Cookie spoofing in cainiao tutorial

First, several basic concepts

Cookie spoofing means that, in a system that only performs cookies verification on users, the cookies can be used by modifying the content of cookies.

User permission to log on. (Well, I have my own definition. Don't laugh)

So what is cookies? Here I will give you a professional explanation. Cookies are a file stored in the browser directory.

This file records the information you visit a specific site, and can only be read back by the site that created this cookie, which consists of about 255 words

Only occupies 4 kb of hard disk space. When a user is browsing a website, it is stored in the Random Access Memory RAM of the user's machine

After exiting the browser, it is stored in the user's hard disk. Most of the information stored in Cookies is common, such as when you

When browsing a site, this file records the key information and the address of the accessed site. However, many Web sites use

Cookies are used to store private data, such as registration passwords, user names, and credit card numbers.

Second, Principle Analysis

　

First, let's take a look at how 6 kbbs works. In login. asp, We can find row 113--124,

See the following:

　

If login = false then

Tl = "login failure"

Mes = mes & "· <a href = javascript: history. go (-1)>

Src = pic/re.gif align = absmiddle> return and enter again </a>"

Else

Response. Cookies (prefix) ("lgname") = lgname

Session (prefix & "lgname") = lgname

Response. Cookies (prefix) ("lgpwd") = lgpwd

Response. Cookies (prefix) ("lgtype") = lgtype

Response. Cookies (prefix) ("lgcook") = cook

If cook> 0 then

Response. Cookies (prefix). Expires = date + cook

End if

　

Don't be dizzy, cainiao. You have to be dizzy and I am dizzy. Let me change the meaning of this passage, that is, if you fail to log on to him

It will show that you failed to log on and guide you back to the previous page. Otherwise, you will be written into the cookies. If your cookies have

Then your expiration time is the expiration time of your cookies-that is, the time when you save cookies.

　

What do you think of here? Yes, you only need cookies to log on to it later. If the information in my cookies is administrator

I am not an administrator? Smart, let's look at how we do it:

Third, Cookie spoofing instances

Here, I will take 6kbbs as an example, and assume that you have obtained the website database or the administrator's MD5 encrypted password. How to get

How about follow me % $ % to search for the keyword "powered by 6kbbs" in the search engine, then you will see a lot

6 kbbs website, his database in http: // www. ***. com/bbs/db/6 K. mdb (after my test, I found that

At least 60% of the users in this forum do not change the default database path. I don't know why). Okay, download

Are you back? We are about to start work.

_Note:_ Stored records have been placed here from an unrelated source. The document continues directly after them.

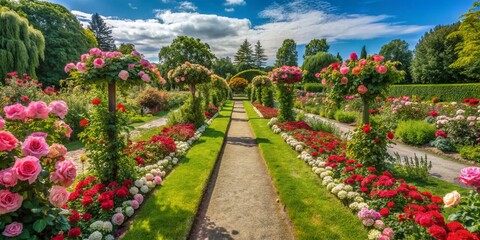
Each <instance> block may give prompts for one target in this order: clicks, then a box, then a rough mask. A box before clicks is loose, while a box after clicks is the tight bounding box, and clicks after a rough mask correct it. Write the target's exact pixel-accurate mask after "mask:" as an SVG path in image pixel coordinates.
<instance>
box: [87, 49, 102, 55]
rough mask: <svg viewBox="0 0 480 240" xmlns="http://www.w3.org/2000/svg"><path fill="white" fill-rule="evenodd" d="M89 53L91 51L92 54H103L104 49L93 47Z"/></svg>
mask: <svg viewBox="0 0 480 240" xmlns="http://www.w3.org/2000/svg"><path fill="white" fill-rule="evenodd" d="M88 53H90V55H98V56H101V55H102V50H100V49H98V48H92V49H90V51H88Z"/></svg>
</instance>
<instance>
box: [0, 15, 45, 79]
mask: <svg viewBox="0 0 480 240" xmlns="http://www.w3.org/2000/svg"><path fill="white" fill-rule="evenodd" d="M0 33H2V34H1V35H0V63H1V64H0V79H4V77H5V76H6V75H7V73H8V72H13V71H17V72H18V73H19V74H20V75H21V74H23V73H27V74H29V75H30V76H33V77H36V74H35V68H36V67H38V66H39V64H40V60H41V59H43V58H44V49H45V39H44V38H43V35H42V33H41V32H40V31H38V30H36V29H34V28H33V27H32V26H30V25H29V23H28V20H26V19H25V18H23V17H20V16H19V15H18V14H17V13H16V12H14V11H11V10H10V9H9V8H6V7H1V8H0Z"/></svg>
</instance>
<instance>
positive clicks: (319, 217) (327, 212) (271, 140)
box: [243, 101, 368, 240]
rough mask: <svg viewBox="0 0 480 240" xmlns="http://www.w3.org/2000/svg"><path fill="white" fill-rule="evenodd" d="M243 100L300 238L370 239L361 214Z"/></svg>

First, register a user first, and then log on to the system. Are you ready? There is an option to store cookies. You must select one,

I chose to save it for one month, because it saves the cookies that will be written into your computer. Next, open the database and check

There is something in the admin table. No matter what it is, you only need the person with the bd of 16. It may be none.

You can visit their forum to see who the Administrator is, and then use his account and encrypted password in the database.

Cheat.

When IECookiesView is turned on, Are you confused? Go http://www.down99.com/SoftView/SoftView_270.html

Download it back and listen again. Everybody is waiting for you. Hurry up, haha % $ ...... % ￥, Forget it. I will introduce it first.

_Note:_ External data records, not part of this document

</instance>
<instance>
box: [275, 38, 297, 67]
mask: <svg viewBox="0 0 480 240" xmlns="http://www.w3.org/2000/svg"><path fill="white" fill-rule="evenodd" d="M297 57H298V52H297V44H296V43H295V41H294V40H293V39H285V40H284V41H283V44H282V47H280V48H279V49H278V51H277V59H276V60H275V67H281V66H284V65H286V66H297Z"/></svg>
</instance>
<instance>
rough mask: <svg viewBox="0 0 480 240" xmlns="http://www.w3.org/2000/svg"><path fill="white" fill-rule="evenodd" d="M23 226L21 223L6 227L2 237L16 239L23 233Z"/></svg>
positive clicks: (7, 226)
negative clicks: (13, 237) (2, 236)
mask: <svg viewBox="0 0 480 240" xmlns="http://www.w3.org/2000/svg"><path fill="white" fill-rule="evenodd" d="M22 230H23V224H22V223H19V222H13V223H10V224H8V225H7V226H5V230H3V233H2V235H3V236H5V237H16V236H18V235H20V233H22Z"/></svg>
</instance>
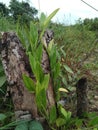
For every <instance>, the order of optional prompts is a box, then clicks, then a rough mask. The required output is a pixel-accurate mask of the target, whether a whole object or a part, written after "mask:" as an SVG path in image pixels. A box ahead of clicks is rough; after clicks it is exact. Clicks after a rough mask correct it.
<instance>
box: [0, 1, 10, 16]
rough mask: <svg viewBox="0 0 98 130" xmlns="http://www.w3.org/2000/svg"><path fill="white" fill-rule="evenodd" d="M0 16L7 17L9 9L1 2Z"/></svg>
mask: <svg viewBox="0 0 98 130" xmlns="http://www.w3.org/2000/svg"><path fill="white" fill-rule="evenodd" d="M0 15H1V16H8V15H9V9H8V8H7V7H6V5H5V4H3V3H2V2H0Z"/></svg>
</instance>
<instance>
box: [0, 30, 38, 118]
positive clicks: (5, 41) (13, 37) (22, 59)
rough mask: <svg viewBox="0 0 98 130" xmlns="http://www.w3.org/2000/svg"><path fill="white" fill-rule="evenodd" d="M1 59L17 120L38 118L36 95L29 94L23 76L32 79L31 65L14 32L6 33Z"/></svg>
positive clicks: (20, 43) (1, 40) (2, 42)
mask: <svg viewBox="0 0 98 130" xmlns="http://www.w3.org/2000/svg"><path fill="white" fill-rule="evenodd" d="M1 58H2V64H3V67H4V71H5V74H6V78H7V81H8V84H9V91H10V94H11V96H12V100H13V104H14V109H15V113H16V118H17V119H18V118H20V119H21V118H24V119H26V118H32V116H33V117H34V118H36V117H37V116H38V113H37V106H36V102H35V95H34V94H32V93H29V92H28V91H27V89H26V88H25V86H24V84H23V80H22V74H23V73H25V74H27V75H29V76H30V77H33V75H31V74H30V65H29V61H28V58H27V56H26V54H25V50H24V49H23V48H22V45H21V43H20V41H19V39H18V37H17V36H16V34H15V33H13V32H10V33H9V32H6V33H3V35H2V40H1Z"/></svg>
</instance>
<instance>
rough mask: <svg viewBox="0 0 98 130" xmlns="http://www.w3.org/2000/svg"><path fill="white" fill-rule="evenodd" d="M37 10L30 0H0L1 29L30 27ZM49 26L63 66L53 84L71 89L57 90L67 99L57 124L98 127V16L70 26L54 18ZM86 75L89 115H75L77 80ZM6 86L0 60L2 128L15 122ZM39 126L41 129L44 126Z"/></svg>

Let's take a look at IECookiesView. This software is used to view and modify cookies on the local machine. It is very convenient for us to use cookies.

Fraudulent intrusion, ah, saving the download so quickly. Let's continue. No nonsense (below: dizzy, so much nonsense)

I really want to hit him with bananas)

Find the website you want to cheat in IECookiesView. Have you seen it? Your username and MD5 encrypted password, me

Let's change these two items to the Administrator, that is, replacing the Administrator account in the database with the MD5 encrypted password.

. Click "Change cookies", OK, open a new IE, and visit the Forum again? You now

The Administrator is already logged on ...... # ￥ ·, Haha,

Don't make trouble.

==================

Digress

==================

1. You can only get the front-end administrator privilege to cheat on this forum. You need to enter the password in the background and verify the session, not

Cookies, so we cannot cheat.

2. This forum also has an upload vulnerability. You can upload Trojans. I will not upload this forum because many experts have already written animation tutorials.

If you are interested, you can search for it, learn it, and do not do anything bad.

3. Cookie spoofing exists in many programs that do not do session verification. Therefore, if you get the database or

If the Administrator encrypts the password, try cookie spoofing, which will have unexpected results.